= EP Aviation =

Airline of the United States

EP Aviation based in McLean, Virginia, is an aviation company owned by Academi (formerly Blackwater Security). Assets may include an Embraer Super Tucano and 28 other aircraft including eight SA330J Puma and 14 Bell 412 helicopters. Blackwater has another affiliate known as Presidential Airways which also has a number of registered aircraft. The Pumas were former Bundespolizei and were purchased from HELOG. EP Aviation is active in Afghanistan and Iraq.
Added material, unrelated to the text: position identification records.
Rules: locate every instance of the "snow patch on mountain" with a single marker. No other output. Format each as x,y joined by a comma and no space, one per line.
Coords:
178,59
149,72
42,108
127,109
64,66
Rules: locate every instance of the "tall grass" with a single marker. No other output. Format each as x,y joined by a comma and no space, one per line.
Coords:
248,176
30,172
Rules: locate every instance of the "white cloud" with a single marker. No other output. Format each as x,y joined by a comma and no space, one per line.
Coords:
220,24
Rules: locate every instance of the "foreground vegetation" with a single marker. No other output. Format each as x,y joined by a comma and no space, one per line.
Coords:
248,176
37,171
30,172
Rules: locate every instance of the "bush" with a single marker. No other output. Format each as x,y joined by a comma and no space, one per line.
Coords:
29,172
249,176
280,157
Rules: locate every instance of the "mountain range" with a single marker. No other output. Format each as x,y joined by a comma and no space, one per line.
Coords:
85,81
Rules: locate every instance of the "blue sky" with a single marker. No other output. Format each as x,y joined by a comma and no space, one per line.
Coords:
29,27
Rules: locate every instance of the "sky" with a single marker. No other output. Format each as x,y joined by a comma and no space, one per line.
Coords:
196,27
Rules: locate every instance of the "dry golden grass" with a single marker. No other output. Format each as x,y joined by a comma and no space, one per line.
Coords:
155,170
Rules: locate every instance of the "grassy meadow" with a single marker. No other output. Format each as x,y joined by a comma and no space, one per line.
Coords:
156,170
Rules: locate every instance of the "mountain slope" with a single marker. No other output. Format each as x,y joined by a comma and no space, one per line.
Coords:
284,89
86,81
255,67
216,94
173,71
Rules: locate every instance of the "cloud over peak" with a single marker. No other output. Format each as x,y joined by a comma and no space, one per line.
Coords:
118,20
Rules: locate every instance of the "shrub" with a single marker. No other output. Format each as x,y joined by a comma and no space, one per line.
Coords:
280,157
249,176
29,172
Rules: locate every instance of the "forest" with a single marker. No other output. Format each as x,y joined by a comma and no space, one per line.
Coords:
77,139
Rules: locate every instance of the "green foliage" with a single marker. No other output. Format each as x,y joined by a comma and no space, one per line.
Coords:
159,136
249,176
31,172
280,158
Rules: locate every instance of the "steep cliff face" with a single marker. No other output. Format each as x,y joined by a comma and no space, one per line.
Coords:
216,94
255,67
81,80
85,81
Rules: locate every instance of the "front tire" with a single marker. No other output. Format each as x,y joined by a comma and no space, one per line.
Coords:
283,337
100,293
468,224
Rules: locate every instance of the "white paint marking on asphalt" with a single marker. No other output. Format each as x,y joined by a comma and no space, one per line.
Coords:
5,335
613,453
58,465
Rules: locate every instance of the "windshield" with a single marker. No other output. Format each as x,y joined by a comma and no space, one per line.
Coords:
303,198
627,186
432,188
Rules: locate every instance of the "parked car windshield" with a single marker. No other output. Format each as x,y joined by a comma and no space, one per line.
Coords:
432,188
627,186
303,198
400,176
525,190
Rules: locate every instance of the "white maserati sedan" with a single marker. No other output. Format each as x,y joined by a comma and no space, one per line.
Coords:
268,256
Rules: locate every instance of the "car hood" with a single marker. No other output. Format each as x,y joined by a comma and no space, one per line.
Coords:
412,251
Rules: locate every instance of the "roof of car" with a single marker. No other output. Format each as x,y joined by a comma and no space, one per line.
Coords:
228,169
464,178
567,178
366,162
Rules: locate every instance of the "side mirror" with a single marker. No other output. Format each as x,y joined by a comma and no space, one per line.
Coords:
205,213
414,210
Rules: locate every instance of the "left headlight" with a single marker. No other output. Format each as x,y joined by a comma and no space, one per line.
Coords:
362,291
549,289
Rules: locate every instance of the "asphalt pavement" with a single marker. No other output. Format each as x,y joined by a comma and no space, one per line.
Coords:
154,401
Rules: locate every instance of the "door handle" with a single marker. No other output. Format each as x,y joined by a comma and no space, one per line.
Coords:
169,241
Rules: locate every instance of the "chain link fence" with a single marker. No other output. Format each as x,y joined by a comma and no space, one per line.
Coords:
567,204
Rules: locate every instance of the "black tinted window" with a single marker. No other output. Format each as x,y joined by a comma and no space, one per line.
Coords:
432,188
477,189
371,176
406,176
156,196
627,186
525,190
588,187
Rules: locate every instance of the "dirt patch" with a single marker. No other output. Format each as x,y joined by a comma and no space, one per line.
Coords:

EP Aviation is named for Blackwater's owner, Erik Prince.

==Fleet==
The EP Aviation fleet includes the following aircraft (as of August 2016):
EP Aviation Fleet
| Aircraft | In Fleet | Orders | Passengers | Notes |
| Bombardier Dash 8-100 | 4 | — | | |
| Total | 4 | | | |

The airline fleet also included the following aircraft (as of October 2011):
- 14 Bell 412 helicopters
- 3 Hughes/MD 369 "Little Bird" helicopters
- 4 Bell 214ST medium-lift helicopters
- 3 Fairchild Swearingen Merlin IIIC turboprop airliners
- 9 Aérospatiale Puma utility helicopters
- 1 Maule Air MT-7-235 STOL aircraft
- 1 Embraer EMB 314 Super Tucano counterinsurgency aircraft
- 1 Mooney M20E fixed wing aircraft.

==Incidents and accidents==

SA.330J (c/n 1358) N605R, ditched in an unknown location within Afghanistan around mid December 2008.